Her touch is different this time, softer, more curious. Fingertips explore my scalp, from the base of my neck up to the top of my head. Her other hand isn't idle, roaming my abdomen in a fluid but dizzied motion.

I look up at the grey and drab skies, wondering at how comfortable I am having a complete stranger touching me so intimately. Perhaps it's that I trust a woman with my body, perhaps it's that said body craves to be touched. Perhaps it's how my ears ache to hear someone telling me I matter.

"Do you want me to stop?" Her hot breath kisses my neck. Or is that her nose I feel? I shake my head, no, feeling her nose tap against my earlobe.

No, it's her lips I feel against my neck, against my suddenly sensitive skin.

"I swear it, Serjo. If I do anything you do not desire, you need only say 'no' and I'll stop." I nod, understanding. Her lips press against my neck, her searing breath shooting right through me, settling in the pit of my tummy.

"I want to thank you." Her tone seems sincere, but I am far more interested in the nubs poking into my back—curiously hard among the soft flesh of her breasts. "For saving me. For treating me like I matter."

She kisses my neck again, soft and tender and oh so warm.

"That's why." She takes my hand, laying my palm flat on her naked inner thigh. "That's why." Her fingers comb through my hair as her teeth graze my skin. "Anything you need of me. Anything you want of me. I'll gladly give that and more."

My hand slides down her thigh, my touch feather light. Her heart is as a drum, thumping against my back and curiously matching mine. Curious, that she doesn't even attempt to stop me, no matter where my fingers wander.

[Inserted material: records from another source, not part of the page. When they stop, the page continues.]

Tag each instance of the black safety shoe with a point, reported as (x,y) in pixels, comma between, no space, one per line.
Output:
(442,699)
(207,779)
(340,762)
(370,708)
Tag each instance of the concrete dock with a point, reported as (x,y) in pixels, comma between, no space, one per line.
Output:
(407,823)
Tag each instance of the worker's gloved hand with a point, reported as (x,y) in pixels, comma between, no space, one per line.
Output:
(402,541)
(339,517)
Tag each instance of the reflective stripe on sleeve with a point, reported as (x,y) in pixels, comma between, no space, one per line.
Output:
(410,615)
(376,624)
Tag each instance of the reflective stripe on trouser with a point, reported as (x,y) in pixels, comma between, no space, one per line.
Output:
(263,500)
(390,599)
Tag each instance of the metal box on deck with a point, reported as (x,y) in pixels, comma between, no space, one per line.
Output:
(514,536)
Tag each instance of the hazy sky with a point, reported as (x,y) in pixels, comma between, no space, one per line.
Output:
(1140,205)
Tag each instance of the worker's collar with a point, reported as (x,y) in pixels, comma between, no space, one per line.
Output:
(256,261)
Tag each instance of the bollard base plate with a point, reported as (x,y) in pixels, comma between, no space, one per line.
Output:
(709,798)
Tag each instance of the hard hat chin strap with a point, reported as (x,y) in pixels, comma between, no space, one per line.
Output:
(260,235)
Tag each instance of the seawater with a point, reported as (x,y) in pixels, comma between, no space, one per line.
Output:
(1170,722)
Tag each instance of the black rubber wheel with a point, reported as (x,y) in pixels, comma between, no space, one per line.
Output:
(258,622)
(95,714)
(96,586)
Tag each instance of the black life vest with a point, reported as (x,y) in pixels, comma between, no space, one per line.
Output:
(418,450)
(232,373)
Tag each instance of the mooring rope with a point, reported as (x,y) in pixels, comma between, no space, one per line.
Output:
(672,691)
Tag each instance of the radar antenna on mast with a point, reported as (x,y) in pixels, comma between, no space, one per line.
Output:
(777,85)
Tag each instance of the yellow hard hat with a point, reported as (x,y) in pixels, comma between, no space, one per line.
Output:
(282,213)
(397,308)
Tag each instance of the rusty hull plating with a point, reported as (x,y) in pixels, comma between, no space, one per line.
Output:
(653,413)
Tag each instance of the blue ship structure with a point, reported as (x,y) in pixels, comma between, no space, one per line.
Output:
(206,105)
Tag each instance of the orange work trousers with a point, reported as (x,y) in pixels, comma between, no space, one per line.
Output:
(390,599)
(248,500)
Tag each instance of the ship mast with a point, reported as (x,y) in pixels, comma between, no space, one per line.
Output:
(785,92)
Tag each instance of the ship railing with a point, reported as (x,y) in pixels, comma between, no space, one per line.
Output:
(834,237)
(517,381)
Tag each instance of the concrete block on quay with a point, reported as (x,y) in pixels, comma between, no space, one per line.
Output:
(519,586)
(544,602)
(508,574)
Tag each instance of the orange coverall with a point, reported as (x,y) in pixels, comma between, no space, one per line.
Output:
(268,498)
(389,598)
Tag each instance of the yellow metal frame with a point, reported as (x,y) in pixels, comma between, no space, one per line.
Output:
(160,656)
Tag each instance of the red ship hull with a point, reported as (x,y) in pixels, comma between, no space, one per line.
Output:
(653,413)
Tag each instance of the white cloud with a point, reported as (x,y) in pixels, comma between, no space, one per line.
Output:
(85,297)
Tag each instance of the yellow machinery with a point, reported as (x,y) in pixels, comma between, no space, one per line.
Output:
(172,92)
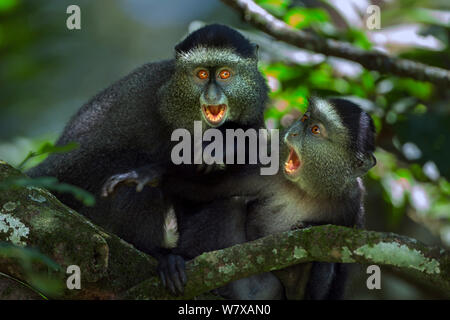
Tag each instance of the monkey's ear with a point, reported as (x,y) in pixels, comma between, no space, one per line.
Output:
(364,164)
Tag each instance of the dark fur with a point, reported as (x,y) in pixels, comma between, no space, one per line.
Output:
(127,127)
(275,204)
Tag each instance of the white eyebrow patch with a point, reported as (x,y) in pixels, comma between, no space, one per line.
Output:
(202,55)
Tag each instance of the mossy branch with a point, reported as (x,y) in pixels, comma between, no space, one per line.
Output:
(324,243)
(370,59)
(113,269)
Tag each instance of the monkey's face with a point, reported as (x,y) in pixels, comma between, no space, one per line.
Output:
(319,160)
(217,86)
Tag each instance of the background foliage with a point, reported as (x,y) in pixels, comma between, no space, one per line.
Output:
(47,72)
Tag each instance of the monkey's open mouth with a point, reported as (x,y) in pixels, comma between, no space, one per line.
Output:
(214,114)
(293,163)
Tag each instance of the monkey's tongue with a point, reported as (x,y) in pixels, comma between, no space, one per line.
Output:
(293,162)
(214,110)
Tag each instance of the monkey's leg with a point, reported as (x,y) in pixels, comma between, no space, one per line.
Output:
(219,225)
(147,175)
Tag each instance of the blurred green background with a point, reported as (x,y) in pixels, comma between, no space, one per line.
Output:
(47,72)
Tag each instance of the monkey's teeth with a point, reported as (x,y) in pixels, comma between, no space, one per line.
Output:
(214,113)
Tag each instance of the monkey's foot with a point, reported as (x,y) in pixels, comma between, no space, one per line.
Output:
(140,177)
(171,269)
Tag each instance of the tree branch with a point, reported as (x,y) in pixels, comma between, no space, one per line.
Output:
(370,59)
(324,243)
(113,269)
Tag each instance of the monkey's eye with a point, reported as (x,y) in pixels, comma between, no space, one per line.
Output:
(315,129)
(224,74)
(304,118)
(202,74)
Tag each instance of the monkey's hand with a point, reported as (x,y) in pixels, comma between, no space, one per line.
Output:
(148,175)
(172,272)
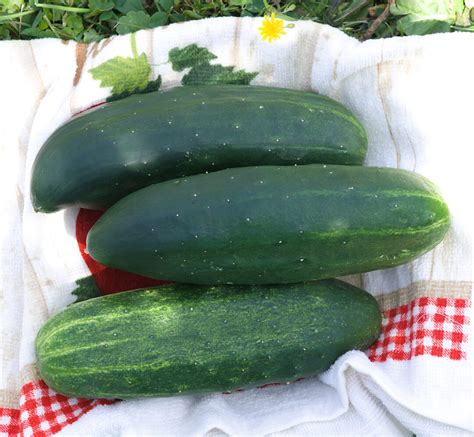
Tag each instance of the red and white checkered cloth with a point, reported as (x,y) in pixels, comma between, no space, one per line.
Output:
(426,326)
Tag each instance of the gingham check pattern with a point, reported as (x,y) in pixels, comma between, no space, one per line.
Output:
(43,412)
(426,326)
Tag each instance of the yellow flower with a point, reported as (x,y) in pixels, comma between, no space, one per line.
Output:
(272,28)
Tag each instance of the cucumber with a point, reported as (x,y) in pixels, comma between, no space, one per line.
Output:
(272,225)
(98,158)
(195,339)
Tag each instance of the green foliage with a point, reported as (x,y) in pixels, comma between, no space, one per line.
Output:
(92,20)
(428,16)
(201,71)
(86,289)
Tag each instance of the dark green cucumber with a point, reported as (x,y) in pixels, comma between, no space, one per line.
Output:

A thought bubbles up, watching Vy and Ane take turns pleasing each other. Iveri was so diligent in sating my needs. Would it be so horrid to return the favour?

8-8


We make it to Riften about an hour after sunset, an uneventful leg of the journey. The guards take one look at me, and quickly decide they don't need any trouble. The streets are poorly lit, but no one troubles us all the same.

We don't even bother with the rear entrance, since my people guard all doors now. They open the door without hesitation at seeing us, welcoming us back. Iveri seems most impressed, seeing the Dunmeri armours they bear—though them welcoming us in Dunmeris certainly isn't hurting things.

"Ah, Reydaserjo, welcome home," Ulen greets us. "Should I see to supper for you?"

I nod, smiling for him.

"As you wish, Ser." Ulen turns to the handmaidens already greeting us. Orders fly this way and that—from drawing a bath for me, to arranging bedding for the new faces. Ulen is effective at what he does.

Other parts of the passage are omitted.